Operational security is essential as well. A decoy that's too permissive can be manipulated into harming other targets; while one that's too rigid, unappealing to attackers and obviously fake, teaches you close to nothing. One additional main challenge in this project is hardening the perimeter, controlling what a "successful" attack can actually reach vs. what it can’t, and walking the line between believable and contained. The goal is to create a vulnerable target, while keeping it hardened in ways that aren’t meant for the attackers to actually explore and exploit. This is also important in order to prevent the honeypot sensor from being effectively used in adversarial attacks due to their intended misconfigurations and configured vulnerabilities.

From attack surface to attacks in the wild

Not only did we discover that the deployed AI-focused honeypot network was almost immediately attacked, but the volume of unsolicited traffic and observed attacks continuously and greatly exceeded our initial expectations.

Without getting ahead of the posts that follow, we can already share a high-level preview. From day one, this network caught real attacks, not just scanning. We've seen multiple active CVE exploitation within one day of CVE publication. We watched attackers attempt to hijack exposed LLM endpoints to run their own models and agents on someone else's bill, pointing off-the-shelf autonomous hacking agents loose at hijacked backends (in one case aimed at a live website as a target), and go straight after known weaknesses in the platforms teams are rushing into production: from Ollama's unauthenticated, unpatched model-pull SSRF to exposed LiteLLM proxies.

This series is about what that activity means. Unraveling the playbooks attackers are employing on AI infra in the wild today.

Proof. Not only proof-of-concept

Why does this matter?
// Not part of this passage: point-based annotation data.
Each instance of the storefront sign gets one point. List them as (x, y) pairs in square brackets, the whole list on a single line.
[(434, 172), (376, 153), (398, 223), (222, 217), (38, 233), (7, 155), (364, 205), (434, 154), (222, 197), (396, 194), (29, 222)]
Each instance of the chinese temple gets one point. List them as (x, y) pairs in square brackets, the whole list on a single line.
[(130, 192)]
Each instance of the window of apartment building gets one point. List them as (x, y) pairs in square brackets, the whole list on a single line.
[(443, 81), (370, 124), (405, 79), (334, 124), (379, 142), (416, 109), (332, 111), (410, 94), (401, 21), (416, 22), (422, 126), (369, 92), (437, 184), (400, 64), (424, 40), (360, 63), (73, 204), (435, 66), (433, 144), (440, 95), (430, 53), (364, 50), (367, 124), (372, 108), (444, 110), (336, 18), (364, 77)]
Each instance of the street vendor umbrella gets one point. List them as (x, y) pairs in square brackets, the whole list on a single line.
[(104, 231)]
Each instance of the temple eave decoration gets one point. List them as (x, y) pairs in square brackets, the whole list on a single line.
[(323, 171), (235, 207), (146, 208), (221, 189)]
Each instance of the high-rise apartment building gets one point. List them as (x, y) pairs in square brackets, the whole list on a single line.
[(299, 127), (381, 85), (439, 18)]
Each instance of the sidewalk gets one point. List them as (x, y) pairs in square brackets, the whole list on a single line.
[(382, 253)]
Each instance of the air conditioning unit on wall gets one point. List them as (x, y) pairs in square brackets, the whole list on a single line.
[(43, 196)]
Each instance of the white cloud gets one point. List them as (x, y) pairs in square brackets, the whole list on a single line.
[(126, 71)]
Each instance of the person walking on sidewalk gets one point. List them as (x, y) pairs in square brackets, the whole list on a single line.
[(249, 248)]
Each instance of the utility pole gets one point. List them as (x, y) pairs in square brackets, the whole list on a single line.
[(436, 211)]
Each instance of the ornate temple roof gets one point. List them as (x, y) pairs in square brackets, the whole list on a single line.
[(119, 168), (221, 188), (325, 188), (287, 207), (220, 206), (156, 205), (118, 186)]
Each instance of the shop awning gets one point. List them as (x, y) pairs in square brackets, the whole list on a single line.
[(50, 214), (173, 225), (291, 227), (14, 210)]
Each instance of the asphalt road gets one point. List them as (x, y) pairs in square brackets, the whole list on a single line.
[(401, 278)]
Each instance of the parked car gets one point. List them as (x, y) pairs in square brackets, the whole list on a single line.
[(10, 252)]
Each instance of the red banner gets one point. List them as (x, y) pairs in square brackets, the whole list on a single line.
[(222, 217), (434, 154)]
Because we’re already seeing a variety of real world vulnerabilities and misconfigurations that threat actors are scanning for and attempting to exploit on real AI systems, outside of the lab:

1. Large scale reconnaissance, scanning and probing of exposed LLM infra endpoints

2. Resource hijacking of exposed LLM endpoints to run malicious workloads

3. LiteLLM CVE exploitation attempts, sometimes within a day of publication

   1. CVE-2026-40217 under active exploitation

   2. CVE-2024-6587 under active exploitation

And this is only the beginning.

We believe that being able to observe this type of activity as part of threat intelligence that’s focused on AI and agents is essential for AI security today.

AI agents and infrastructure represent a unique and rapidly evolving risk category, and by observing active exploitation meant specifically for it, instead of only hypothesizing it, we can be better equipped to identify emerging trends for this risk category, understand the state of attacks on AI today, and learn how to create better and more robust detections and defenses against these attacks.